The rain eased midway through the first leg into the Watagan mountains and we made good time to CP1 under headlamp just as the sky’s were turning from black to early morning grey and the day was just starting to come to life.
The next leg along the top of the ridge towards Barraba Trig flashed by and soon we were knee deep in mud spooking the quartet of galloping horses in the paddock as we climbed the stile before hanging a right onto Congewai Road. Even on a cool wet morning the mountains were holding some heat and the skies turned blue as we were at the school filling up just before 9am with 45km under the legs and giving us all a good idea of some possible race day splits.

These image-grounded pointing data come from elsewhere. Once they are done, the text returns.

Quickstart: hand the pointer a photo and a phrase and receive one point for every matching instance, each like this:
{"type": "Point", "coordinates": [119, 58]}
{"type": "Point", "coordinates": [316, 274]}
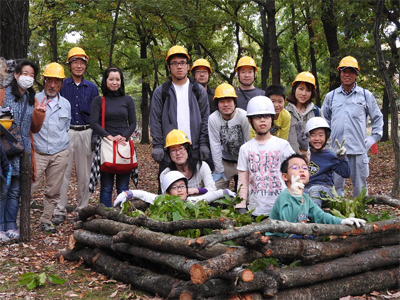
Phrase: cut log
{"type": "Point", "coordinates": [383, 199]}
{"type": "Point", "coordinates": [216, 266]}
{"type": "Point", "coordinates": [92, 239]}
{"type": "Point", "coordinates": [352, 285]}
{"type": "Point", "coordinates": [143, 220]}
{"type": "Point", "coordinates": [300, 229]}
{"type": "Point", "coordinates": [138, 277]}
{"type": "Point", "coordinates": [304, 275]}
{"type": "Point", "coordinates": [310, 251]}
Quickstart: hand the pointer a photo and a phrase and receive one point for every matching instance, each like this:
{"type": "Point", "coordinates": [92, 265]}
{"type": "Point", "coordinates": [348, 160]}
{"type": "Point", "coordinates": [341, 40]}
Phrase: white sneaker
{"type": "Point", "coordinates": [3, 237]}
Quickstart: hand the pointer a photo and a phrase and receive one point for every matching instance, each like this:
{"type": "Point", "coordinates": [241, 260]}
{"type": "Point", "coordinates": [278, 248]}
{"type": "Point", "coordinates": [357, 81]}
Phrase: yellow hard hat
{"type": "Point", "coordinates": [225, 90]}
{"type": "Point", "coordinates": [77, 52]}
{"type": "Point", "coordinates": [176, 137]}
{"type": "Point", "coordinates": [348, 62]}
{"type": "Point", "coordinates": [6, 123]}
{"type": "Point", "coordinates": [54, 70]}
{"type": "Point", "coordinates": [305, 77]}
{"type": "Point", "coordinates": [246, 61]}
{"type": "Point", "coordinates": [176, 50]}
{"type": "Point", "coordinates": [201, 63]}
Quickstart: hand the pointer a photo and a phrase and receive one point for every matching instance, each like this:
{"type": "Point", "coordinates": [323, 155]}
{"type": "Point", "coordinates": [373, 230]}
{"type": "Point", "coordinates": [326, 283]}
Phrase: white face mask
{"type": "Point", "coordinates": [25, 82]}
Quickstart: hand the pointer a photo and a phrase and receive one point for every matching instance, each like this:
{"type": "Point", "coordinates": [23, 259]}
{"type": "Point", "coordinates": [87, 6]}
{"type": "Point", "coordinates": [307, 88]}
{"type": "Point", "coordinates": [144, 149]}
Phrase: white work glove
{"type": "Point", "coordinates": [369, 141]}
{"type": "Point", "coordinates": [352, 221]}
{"type": "Point", "coordinates": [230, 193]}
{"type": "Point", "coordinates": [296, 186]}
{"type": "Point", "coordinates": [341, 150]}
{"type": "Point", "coordinates": [121, 199]}
{"type": "Point", "coordinates": [218, 176]}
{"type": "Point", "coordinates": [157, 154]}
{"type": "Point", "coordinates": [204, 152]}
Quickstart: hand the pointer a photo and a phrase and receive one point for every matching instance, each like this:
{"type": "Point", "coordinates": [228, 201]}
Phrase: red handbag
{"type": "Point", "coordinates": [116, 158]}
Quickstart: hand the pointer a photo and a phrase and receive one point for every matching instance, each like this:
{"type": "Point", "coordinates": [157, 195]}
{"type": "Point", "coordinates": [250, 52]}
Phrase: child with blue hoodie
{"type": "Point", "coordinates": [323, 162]}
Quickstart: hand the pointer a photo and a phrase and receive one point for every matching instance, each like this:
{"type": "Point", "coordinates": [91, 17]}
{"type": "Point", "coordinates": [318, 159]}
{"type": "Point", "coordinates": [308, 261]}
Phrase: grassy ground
{"type": "Point", "coordinates": [40, 254]}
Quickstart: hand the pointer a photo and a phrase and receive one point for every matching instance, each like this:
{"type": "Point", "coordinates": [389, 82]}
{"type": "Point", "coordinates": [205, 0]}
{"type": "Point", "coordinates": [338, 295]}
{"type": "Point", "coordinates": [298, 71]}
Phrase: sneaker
{"type": "Point", "coordinates": [47, 228]}
{"type": "Point", "coordinates": [3, 237]}
{"type": "Point", "coordinates": [13, 234]}
{"type": "Point", "coordinates": [58, 219]}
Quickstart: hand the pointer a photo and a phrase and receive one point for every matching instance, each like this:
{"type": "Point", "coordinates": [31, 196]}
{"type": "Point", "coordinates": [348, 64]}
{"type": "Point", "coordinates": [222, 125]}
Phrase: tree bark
{"type": "Point", "coordinates": [14, 29]}
{"type": "Point", "coordinates": [154, 240]}
{"type": "Point", "coordinates": [338, 268]}
{"type": "Point", "coordinates": [300, 229]}
{"type": "Point", "coordinates": [273, 42]}
{"type": "Point", "coordinates": [140, 278]}
{"type": "Point", "coordinates": [352, 285]}
{"type": "Point", "coordinates": [143, 220]}
{"type": "Point", "coordinates": [310, 251]}
{"type": "Point", "coordinates": [392, 98]}
{"type": "Point", "coordinates": [328, 18]}
{"type": "Point", "coordinates": [214, 267]}
{"type": "Point", "coordinates": [25, 217]}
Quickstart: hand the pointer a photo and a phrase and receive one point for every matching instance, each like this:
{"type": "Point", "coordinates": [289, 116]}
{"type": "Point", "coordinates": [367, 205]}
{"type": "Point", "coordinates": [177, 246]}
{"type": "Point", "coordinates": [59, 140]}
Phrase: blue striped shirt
{"type": "Point", "coordinates": [80, 97]}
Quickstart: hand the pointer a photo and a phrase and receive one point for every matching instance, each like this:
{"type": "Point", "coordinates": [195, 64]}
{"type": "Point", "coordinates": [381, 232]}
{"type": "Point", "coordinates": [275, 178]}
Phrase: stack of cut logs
{"type": "Point", "coordinates": [144, 253]}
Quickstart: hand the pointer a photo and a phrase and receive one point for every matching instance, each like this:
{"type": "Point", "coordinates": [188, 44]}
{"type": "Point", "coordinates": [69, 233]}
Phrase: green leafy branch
{"type": "Point", "coordinates": [32, 280]}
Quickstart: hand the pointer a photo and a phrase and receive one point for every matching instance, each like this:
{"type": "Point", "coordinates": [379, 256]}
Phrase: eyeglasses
{"type": "Point", "coordinates": [178, 187]}
{"type": "Point", "coordinates": [178, 63]}
{"type": "Point", "coordinates": [297, 167]}
{"type": "Point", "coordinates": [258, 117]}
{"type": "Point", "coordinates": [177, 150]}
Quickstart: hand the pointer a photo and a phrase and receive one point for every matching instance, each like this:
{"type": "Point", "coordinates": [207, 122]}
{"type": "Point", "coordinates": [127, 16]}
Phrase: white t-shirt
{"type": "Point", "coordinates": [182, 108]}
{"type": "Point", "coordinates": [263, 162]}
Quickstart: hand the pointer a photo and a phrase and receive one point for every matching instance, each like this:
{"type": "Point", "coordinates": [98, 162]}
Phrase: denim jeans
{"type": "Point", "coordinates": [107, 185]}
{"type": "Point", "coordinates": [9, 206]}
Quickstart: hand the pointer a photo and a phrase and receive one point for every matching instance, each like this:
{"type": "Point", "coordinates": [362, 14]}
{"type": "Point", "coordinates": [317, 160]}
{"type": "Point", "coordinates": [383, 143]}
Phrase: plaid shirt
{"type": "Point", "coordinates": [81, 97]}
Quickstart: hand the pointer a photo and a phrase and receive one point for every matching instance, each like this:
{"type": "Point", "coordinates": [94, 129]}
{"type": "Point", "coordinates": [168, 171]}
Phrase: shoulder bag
{"type": "Point", "coordinates": [116, 158]}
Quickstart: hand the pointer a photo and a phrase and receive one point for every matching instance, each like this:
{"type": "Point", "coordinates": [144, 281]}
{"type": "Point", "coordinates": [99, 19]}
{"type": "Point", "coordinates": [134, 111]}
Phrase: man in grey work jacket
{"type": "Point", "coordinates": [51, 142]}
{"type": "Point", "coordinates": [346, 109]}
{"type": "Point", "coordinates": [185, 107]}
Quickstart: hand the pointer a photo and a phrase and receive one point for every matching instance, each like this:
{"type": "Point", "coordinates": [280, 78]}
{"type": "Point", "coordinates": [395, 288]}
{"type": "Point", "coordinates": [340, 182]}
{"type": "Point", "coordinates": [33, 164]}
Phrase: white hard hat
{"type": "Point", "coordinates": [260, 105]}
{"type": "Point", "coordinates": [170, 178]}
{"type": "Point", "coordinates": [316, 122]}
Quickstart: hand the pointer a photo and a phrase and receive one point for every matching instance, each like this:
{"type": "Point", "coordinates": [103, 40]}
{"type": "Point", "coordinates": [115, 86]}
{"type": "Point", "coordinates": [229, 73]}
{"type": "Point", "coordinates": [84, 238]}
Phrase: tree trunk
{"type": "Point", "coordinates": [266, 59]}
{"type": "Point", "coordinates": [14, 29]}
{"type": "Point", "coordinates": [216, 266]}
{"type": "Point", "coordinates": [300, 229]}
{"type": "Point", "coordinates": [273, 42]}
{"type": "Point", "coordinates": [159, 226]}
{"type": "Point", "coordinates": [24, 212]}
{"type": "Point", "coordinates": [352, 285]}
{"type": "Point", "coordinates": [310, 251]}
{"type": "Point", "coordinates": [153, 240]}
{"type": "Point", "coordinates": [140, 278]}
{"type": "Point", "coordinates": [328, 18]}
{"type": "Point", "coordinates": [295, 45]}
{"type": "Point", "coordinates": [338, 268]}
{"type": "Point", "coordinates": [311, 36]}
{"type": "Point", "coordinates": [392, 98]}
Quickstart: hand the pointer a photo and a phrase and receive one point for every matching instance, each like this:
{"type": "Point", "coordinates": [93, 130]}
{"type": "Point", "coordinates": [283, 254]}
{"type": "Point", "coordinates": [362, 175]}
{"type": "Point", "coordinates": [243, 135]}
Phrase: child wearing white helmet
{"type": "Point", "coordinates": [176, 184]}
{"type": "Point", "coordinates": [259, 161]}
{"type": "Point", "coordinates": [323, 162]}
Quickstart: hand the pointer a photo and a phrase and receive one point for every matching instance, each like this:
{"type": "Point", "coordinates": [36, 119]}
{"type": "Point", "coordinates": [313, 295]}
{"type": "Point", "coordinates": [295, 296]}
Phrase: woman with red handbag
{"type": "Point", "coordinates": [119, 123]}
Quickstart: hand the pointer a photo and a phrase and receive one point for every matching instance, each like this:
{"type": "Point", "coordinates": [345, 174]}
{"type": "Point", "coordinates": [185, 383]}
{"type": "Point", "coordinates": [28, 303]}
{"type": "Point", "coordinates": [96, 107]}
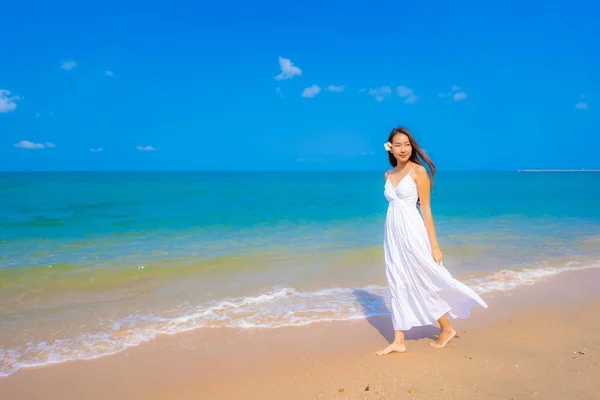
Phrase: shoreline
{"type": "Point", "coordinates": [320, 359]}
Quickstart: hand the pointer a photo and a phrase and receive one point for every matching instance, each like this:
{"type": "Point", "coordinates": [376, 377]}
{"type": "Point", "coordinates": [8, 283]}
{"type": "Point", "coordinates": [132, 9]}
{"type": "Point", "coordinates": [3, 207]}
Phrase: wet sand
{"type": "Point", "coordinates": [539, 342]}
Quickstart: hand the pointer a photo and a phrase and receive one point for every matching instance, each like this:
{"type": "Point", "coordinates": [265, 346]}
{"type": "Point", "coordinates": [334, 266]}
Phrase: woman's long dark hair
{"type": "Point", "coordinates": [418, 156]}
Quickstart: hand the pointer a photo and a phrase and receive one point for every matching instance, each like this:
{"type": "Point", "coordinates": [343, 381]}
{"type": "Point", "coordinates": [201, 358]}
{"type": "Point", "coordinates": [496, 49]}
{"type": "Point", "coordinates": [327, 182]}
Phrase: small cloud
{"type": "Point", "coordinates": [380, 93]}
{"type": "Point", "coordinates": [455, 93]}
{"type": "Point", "coordinates": [26, 144]}
{"type": "Point", "coordinates": [311, 91]}
{"type": "Point", "coordinates": [459, 96]}
{"type": "Point", "coordinates": [288, 69]}
{"type": "Point", "coordinates": [7, 102]}
{"type": "Point", "coordinates": [68, 65]}
{"type": "Point", "coordinates": [408, 94]}
{"type": "Point", "coordinates": [336, 89]}
{"type": "Point", "coordinates": [145, 148]}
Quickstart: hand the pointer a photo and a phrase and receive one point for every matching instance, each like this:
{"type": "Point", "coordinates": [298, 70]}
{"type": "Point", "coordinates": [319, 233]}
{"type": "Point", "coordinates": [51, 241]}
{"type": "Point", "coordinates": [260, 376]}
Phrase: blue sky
{"type": "Point", "coordinates": [186, 85]}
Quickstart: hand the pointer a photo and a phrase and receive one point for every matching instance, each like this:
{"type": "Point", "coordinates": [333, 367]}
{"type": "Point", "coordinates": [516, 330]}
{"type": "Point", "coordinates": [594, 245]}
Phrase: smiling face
{"type": "Point", "coordinates": [401, 147]}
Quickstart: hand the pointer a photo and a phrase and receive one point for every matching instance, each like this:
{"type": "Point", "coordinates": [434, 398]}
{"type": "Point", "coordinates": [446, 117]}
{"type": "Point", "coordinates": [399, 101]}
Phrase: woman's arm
{"type": "Point", "coordinates": [424, 189]}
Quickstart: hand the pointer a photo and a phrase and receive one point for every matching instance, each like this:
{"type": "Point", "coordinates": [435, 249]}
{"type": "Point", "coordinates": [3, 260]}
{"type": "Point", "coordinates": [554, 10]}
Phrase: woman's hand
{"type": "Point", "coordinates": [437, 254]}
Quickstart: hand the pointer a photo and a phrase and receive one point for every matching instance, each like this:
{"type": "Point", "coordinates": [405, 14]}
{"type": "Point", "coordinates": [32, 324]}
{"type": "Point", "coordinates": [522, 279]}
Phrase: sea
{"type": "Point", "coordinates": [93, 263]}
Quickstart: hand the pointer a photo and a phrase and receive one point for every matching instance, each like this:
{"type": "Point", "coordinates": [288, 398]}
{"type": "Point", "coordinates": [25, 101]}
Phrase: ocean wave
{"type": "Point", "coordinates": [279, 307]}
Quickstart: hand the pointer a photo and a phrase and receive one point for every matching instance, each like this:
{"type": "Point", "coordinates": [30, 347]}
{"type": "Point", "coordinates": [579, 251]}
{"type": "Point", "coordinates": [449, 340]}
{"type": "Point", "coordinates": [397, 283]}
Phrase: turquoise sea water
{"type": "Point", "coordinates": [93, 263]}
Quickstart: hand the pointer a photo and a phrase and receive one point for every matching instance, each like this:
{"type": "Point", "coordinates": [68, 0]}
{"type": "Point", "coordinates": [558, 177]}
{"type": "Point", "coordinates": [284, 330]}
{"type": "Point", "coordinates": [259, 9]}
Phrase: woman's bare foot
{"type": "Point", "coordinates": [393, 347]}
{"type": "Point", "coordinates": [444, 338]}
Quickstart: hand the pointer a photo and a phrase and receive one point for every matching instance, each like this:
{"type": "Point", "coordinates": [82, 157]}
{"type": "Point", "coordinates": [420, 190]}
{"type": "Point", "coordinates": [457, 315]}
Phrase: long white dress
{"type": "Point", "coordinates": [421, 290]}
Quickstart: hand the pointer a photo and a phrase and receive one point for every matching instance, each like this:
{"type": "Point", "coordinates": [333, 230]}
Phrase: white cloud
{"type": "Point", "coordinates": [380, 93]}
{"type": "Point", "coordinates": [407, 93]}
{"type": "Point", "coordinates": [456, 93]}
{"type": "Point", "coordinates": [336, 89]}
{"type": "Point", "coordinates": [288, 69]}
{"type": "Point", "coordinates": [311, 91]}
{"type": "Point", "coordinates": [68, 65]}
{"type": "Point", "coordinates": [7, 102]}
{"type": "Point", "coordinates": [26, 144]}
{"type": "Point", "coordinates": [145, 148]}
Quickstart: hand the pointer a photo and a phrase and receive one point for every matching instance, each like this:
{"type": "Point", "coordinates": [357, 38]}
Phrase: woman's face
{"type": "Point", "coordinates": [401, 147]}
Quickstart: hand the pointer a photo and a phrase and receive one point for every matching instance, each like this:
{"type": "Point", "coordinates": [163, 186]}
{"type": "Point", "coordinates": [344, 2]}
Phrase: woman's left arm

The next section is the training benchmark leg for all of us. CP2 to Cedar Brush 32.5km of the best running terrain this side of the Victorian Alps and as I say to Darrel, “it’s all downhill, except for the uphill bits”.
To make it interesting we played a few games of cops and robbers along here with a few staggered starts over various sections (a great way to keep training runs interesting devised by the dual winners of Sydney oxfam quality meats).
Hitting some very encouraging splits on this leg soon enough we were climbing up and out of the basin and smelling the barn nearing the final downhill leg and reaching the cars at Cedar Brush for a solid run, just short of 80km and all done by early afternoon.
A great day on the trails, only a few Saturdays left before the spiders and leeches have two taper weeks to reclaim the trail and set their traps before 135 runners line up on the start line and charge towards Patonga, along the way many stories will unfold.
Darrel, what time is the alarm being set for this weekend?
Happy training, best time of the year to be running.